4) Stress: You couldn’t have picked a worse time to move. You probably have a major essay or research paper coming up that you put off for too long, or maybe something’s coming up with work that’s going to need your undivided attention. Moving involves more than just taking your stuff from one place and putting it in another place. Everything starts to look disposable if you’ve been packing for long enough and the once-difficult decision over what to keep and what to chuck quickly devolves into a game of how much stuff can this garbage bag hold. It’s a commonly known fact that someone in the midst of a move is the most frustrated person in the world—and no one could ever possibly relate or understand.
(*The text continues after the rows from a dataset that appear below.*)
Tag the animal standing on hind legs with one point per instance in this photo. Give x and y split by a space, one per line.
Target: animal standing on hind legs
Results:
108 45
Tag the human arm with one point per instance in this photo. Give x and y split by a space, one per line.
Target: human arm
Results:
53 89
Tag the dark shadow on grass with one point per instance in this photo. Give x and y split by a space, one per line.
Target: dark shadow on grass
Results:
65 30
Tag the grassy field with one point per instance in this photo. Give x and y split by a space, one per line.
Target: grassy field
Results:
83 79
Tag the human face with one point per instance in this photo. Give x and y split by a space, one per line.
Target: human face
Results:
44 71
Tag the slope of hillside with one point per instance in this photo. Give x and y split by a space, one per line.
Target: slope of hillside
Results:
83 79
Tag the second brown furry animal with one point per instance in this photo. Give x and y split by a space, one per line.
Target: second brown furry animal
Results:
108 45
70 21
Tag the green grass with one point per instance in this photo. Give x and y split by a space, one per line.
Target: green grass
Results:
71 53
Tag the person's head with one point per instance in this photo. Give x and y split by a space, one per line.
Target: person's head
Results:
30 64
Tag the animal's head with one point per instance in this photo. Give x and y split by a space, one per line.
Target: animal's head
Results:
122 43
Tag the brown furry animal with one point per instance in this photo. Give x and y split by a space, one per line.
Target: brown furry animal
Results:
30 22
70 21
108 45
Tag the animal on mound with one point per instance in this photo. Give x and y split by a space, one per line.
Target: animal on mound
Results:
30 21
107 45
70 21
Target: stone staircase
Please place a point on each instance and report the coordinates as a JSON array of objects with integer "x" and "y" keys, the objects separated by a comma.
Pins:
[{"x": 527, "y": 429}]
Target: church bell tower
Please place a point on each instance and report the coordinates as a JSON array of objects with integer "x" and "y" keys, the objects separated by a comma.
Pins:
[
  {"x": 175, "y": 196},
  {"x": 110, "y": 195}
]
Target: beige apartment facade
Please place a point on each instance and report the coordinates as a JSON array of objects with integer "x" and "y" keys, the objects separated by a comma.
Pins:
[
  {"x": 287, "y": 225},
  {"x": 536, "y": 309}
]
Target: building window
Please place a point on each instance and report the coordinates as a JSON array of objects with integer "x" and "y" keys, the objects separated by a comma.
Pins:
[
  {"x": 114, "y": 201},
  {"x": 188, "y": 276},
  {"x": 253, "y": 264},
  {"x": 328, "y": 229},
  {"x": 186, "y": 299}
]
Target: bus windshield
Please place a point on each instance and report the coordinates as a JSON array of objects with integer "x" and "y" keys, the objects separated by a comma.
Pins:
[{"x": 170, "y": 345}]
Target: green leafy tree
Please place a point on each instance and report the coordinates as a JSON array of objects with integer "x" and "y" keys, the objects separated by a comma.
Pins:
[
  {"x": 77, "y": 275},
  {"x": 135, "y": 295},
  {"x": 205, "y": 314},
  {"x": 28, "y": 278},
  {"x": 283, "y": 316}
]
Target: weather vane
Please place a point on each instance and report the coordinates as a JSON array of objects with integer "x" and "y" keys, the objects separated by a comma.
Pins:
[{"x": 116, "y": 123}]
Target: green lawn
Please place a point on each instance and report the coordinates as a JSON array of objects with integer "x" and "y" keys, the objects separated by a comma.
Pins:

5) Relief: You never thought you’d feel relaxed again. You’re aching from moving possessions all day, your new place is full of unopened boxes, and you’d take a shower but you don’t even know where the towels are packed away. Your new place looks like an organizational bomb went off and left no survivors, but it also starts to look like something else: your home. You don’t see a window without blinds but rather a future trip to IKEA to buy new furnishings. You notice a restaurant nearby that you didn’t realize you now live only a couple blocks away from. As the boxes begin to empty and the rooms come together, the place starts to really feel like somewhere you could call home. At least, until the year-lease is up.